というもの。優しい便秘薬として注目されています。

―刺激性便秘薬より、非刺激性便秘薬がおすすめということでしょうか?

「はい。2017年に出た『慢性便秘症診療ガイドライン』にも、便秘薬のファーストチョイスは非刺激性のマグネシウム製剤だと明記されています。まずは便を柔らかくして、自然に出しやすい状態にもっていくこと。刺激性便秘薬は、どうしても便が出ない時に、一時的に使う薬だと考えてください」

おすすめはマグネシウム製剤

―市販の薬を買うときには「便を柔らかくする」と書かれているものを選べば大丈夫ですか?

「便を柔らかくすると書いてあっても、メインの成分は刺激性で、便を柔らかくする成分も多少入りましたよという程度のものが多いようです。おすすめは「ミルマグ」などのマグネシウム製剤です」

漢方の便秘薬やお茶は安全?

―漢方の便秘薬はどうでしょうか?

「漢方薬は体に優しいという思い込みがあるようですが、これは大きな間違いです。最近、40代の男性でお義母さんに勧められて、便秘にいいというお茶を飲んでいたら、逆に便秘がひどくなったという方がいました。内視鏡で大腸をみたら真っ黒け になっていました。センナや大黄、アロエといった便秘に使われる生薬はどれも刺激性です。漢方だから、お茶だからといって、安易に飲み続けるのは危険なんです」

ここで筆者の専門である漢方について解説を加えます。センナは便秘薬や便秘に効くお茶としても知られていますが、意外に盲点になりやすいのが大黄です。
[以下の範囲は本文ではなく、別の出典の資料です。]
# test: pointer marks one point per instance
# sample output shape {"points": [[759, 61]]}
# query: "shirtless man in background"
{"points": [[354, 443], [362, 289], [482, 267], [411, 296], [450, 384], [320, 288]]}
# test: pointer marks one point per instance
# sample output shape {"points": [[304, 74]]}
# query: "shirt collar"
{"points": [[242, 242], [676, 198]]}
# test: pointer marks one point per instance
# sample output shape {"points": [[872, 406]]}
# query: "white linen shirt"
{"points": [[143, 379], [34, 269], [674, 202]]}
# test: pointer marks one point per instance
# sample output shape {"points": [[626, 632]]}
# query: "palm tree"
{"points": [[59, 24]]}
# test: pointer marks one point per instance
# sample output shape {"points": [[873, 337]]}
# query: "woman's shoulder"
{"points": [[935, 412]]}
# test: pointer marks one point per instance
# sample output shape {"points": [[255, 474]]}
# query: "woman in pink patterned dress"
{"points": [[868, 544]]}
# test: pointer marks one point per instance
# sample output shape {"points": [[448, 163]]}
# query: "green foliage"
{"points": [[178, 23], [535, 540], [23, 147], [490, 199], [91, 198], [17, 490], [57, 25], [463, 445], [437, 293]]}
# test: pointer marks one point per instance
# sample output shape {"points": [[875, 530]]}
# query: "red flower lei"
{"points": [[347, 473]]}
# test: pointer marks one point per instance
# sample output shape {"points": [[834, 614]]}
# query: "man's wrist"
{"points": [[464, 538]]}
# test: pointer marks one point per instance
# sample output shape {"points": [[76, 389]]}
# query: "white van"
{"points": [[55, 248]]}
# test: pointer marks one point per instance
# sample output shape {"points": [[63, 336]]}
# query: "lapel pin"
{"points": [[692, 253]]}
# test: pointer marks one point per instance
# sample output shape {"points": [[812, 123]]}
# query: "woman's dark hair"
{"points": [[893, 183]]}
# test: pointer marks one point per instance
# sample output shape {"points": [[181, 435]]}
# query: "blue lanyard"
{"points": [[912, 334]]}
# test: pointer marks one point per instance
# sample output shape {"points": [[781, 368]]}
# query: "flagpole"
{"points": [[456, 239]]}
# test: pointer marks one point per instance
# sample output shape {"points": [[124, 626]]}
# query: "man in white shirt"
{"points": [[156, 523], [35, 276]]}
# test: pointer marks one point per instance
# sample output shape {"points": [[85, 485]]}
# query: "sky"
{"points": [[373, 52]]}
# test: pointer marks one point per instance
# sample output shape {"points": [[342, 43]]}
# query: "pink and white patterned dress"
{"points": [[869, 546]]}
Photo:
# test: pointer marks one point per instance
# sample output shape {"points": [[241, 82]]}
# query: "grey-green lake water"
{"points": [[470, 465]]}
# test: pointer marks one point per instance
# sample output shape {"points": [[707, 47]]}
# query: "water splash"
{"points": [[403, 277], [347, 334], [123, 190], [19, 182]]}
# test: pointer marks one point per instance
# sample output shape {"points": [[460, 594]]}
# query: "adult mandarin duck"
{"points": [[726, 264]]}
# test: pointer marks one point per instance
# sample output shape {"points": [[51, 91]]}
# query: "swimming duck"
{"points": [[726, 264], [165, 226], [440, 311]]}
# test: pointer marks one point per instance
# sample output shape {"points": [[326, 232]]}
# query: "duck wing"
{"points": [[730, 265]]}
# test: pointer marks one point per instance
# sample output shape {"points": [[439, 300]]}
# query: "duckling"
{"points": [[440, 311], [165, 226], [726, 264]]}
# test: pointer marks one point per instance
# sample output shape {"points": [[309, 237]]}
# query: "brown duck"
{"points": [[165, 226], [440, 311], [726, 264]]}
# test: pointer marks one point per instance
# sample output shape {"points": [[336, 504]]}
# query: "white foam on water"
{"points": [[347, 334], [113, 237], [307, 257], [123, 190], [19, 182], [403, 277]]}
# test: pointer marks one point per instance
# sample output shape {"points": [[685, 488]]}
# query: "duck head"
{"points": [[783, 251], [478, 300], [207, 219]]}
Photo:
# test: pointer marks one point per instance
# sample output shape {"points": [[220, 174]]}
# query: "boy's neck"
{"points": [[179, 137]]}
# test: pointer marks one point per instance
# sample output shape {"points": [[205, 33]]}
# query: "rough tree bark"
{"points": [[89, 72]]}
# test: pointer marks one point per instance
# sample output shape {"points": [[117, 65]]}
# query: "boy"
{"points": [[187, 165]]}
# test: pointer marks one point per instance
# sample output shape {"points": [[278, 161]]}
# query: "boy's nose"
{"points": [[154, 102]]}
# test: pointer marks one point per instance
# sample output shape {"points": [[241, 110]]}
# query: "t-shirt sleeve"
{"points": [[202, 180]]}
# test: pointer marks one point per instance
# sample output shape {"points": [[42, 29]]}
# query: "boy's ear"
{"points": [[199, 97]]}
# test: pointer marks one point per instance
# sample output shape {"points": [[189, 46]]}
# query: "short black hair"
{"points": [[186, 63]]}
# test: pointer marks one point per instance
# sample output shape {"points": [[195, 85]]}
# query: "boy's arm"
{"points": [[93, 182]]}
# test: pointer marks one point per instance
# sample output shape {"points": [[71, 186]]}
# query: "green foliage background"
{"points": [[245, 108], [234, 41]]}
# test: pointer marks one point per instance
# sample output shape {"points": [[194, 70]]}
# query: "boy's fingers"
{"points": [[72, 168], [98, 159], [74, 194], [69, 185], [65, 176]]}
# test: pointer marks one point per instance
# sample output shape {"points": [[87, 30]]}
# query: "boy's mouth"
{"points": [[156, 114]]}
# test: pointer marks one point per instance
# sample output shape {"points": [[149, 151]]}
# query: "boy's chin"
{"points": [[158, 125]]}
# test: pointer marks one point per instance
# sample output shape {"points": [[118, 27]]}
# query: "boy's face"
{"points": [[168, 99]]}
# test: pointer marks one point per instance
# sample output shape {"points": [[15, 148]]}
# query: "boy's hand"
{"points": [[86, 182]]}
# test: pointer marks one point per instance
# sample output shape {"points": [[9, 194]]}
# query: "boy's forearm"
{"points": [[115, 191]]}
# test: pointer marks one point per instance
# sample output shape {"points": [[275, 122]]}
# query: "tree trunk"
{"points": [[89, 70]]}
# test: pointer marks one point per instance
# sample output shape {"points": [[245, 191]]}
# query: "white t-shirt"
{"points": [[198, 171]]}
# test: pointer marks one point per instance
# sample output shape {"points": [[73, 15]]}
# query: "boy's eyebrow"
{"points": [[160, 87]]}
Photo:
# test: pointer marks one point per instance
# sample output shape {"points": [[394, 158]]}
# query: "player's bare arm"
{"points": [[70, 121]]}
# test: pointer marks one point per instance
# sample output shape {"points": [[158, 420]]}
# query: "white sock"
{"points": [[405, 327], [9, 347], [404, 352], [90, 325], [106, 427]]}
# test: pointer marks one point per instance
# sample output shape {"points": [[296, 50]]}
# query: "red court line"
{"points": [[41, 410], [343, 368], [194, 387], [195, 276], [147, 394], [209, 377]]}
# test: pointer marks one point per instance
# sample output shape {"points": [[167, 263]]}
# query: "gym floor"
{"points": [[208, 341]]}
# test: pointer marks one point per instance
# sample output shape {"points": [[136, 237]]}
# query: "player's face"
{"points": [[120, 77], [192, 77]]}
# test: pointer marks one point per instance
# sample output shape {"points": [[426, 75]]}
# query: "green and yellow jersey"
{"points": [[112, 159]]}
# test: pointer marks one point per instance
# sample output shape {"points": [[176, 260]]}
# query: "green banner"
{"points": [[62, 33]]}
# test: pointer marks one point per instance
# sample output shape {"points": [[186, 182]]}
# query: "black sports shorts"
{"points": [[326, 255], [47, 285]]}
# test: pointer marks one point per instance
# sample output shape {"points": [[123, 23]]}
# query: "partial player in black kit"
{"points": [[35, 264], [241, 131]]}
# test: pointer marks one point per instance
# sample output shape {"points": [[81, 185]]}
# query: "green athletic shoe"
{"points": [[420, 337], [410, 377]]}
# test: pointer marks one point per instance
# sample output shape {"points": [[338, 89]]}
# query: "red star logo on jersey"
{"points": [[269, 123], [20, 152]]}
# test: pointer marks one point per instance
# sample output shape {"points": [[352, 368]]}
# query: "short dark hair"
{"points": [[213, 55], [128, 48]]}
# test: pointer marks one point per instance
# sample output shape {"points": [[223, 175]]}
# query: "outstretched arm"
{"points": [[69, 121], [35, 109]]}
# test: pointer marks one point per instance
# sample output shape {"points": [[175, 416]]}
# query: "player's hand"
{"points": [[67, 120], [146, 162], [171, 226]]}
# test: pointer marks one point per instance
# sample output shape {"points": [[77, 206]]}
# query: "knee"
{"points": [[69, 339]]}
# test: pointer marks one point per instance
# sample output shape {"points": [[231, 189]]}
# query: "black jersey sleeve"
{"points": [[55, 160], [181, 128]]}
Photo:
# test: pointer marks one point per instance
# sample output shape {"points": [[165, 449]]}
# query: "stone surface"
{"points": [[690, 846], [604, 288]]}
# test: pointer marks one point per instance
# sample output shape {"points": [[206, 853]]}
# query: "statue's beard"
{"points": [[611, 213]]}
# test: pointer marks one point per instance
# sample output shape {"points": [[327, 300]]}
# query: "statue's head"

大黄は、便通を改善するだけでなく、血行改善や清熱解毒、解熱鎮痛など、多くの作用をもつ生薬です。漢方便秘薬として有名な「大黄甘草湯」以外にも、肥満や更年期障害などに用いられる「防風通聖散」や「桃核承気湯」など、多くの漢方薬に使われています。長期服用や他の薬との併用の際は、必ず専門家に相談してくださいね。

医者も知らない便秘の治療

便が出なくて苦しいときには、薬局でつい即効性のある便秘薬を選びたくなってしまうもの。でもお医者さんでも、デメリットの大きい刺激性便秘薬を出すことが多いというはなぜなのでしょうか?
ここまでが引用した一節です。